Ciò che resta sono differenze in superficie, la falsificazione del rapporto con la realtà in cui l’aggressività offre la falsa sensazione di vitalità.

L’indignazione e la denuncia, sono, al di là delle intenzioni, risposte ugualmente automatiche e impulsive: intensificano i sentimenti di rassegnazione e di impotenza, diventano, come tutti gli espedienti auto-consolatori, il materiale levigato che lastrica le strade dell’inferno. Confluiscono nella sub-eccitazione dominante in senso antidepressivo la psicologia collettiva e nella finzione dei sentimenti (inclusa la demagogia) che essa produce.
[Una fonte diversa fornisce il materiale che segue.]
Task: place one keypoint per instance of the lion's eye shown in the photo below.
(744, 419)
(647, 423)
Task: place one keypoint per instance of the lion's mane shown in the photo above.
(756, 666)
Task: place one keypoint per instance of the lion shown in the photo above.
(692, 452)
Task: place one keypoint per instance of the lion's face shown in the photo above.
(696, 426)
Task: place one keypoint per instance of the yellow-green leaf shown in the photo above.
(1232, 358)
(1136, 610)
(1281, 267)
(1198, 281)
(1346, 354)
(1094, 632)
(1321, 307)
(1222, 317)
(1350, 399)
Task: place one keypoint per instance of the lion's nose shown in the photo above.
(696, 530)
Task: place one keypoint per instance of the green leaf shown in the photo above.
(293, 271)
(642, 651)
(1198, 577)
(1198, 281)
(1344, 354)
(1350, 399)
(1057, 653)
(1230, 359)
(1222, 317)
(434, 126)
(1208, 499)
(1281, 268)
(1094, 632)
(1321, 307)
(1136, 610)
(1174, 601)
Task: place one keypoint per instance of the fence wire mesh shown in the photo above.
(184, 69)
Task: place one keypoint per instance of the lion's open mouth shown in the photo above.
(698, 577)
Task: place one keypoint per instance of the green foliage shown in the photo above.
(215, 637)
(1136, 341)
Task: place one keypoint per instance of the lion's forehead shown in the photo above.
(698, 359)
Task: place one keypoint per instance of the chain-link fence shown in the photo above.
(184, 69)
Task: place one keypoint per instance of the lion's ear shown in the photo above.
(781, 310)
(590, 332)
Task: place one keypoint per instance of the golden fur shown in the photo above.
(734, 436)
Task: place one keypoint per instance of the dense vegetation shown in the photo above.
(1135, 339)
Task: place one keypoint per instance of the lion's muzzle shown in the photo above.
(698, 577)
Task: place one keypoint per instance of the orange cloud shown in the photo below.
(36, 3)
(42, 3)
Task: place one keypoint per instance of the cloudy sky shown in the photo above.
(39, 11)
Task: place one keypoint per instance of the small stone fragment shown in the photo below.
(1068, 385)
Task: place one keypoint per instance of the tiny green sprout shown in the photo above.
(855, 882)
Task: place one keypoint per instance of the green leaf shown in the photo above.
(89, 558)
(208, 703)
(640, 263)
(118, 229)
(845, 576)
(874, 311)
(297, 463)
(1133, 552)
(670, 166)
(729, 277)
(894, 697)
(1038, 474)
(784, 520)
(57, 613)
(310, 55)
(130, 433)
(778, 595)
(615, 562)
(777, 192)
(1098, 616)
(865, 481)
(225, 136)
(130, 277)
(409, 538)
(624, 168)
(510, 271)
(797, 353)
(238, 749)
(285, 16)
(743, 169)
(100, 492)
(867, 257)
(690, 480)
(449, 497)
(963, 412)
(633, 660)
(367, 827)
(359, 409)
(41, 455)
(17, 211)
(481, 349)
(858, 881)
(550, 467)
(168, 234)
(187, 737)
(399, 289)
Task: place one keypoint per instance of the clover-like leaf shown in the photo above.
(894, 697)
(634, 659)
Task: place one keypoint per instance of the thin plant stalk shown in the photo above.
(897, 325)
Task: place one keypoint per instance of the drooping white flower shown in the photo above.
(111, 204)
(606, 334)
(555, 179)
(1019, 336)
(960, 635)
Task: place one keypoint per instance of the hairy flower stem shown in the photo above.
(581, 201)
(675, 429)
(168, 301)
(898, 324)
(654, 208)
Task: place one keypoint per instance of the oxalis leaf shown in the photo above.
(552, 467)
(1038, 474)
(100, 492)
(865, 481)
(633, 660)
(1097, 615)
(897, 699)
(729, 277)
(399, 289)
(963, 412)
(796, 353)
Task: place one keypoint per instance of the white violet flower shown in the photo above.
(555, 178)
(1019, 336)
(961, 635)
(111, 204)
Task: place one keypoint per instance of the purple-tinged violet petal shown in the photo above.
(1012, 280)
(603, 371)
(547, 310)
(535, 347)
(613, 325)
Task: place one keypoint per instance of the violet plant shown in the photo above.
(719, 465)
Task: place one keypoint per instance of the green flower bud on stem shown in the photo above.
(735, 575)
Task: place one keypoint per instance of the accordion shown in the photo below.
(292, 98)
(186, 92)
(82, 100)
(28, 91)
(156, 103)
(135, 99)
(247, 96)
La società civile crea le condizioni etiche della Polis, perché sul piano del discorso culturale e politico, che fonda la democrazia, il lavoratore, il filosofo, lo scienziato, l’artista, pari sono. Senza la partecipazione paritaria dei cittadini, fondata sul desiderio di esserci, il discorso politico è nullificato.

Nel campo progressista abbiamo assistito, per troppo tempo, a rendite di posizioni mediatiche. Alcuni gruppi di «opinionisti» si sono aggiudicati un privilegio di monologo che ha abolito la libertà di parola. La loro forza impositiva è andata di pari passo con la povertà delle loro analisi retoriche.

Prima di ogni bel discorso bisognerebbe ricostruire la società civile e la libertà/parità delle relazioni che esiste solo nell’articolazione politica di una moltitudine di realtà “conviviali”: dove il «tu», l’«io», il «noi» hanno ancora un senso condiviso e personale.

L’agorà non è un megafono, i pensieri non si vendono come le scarpe o i dentifrici.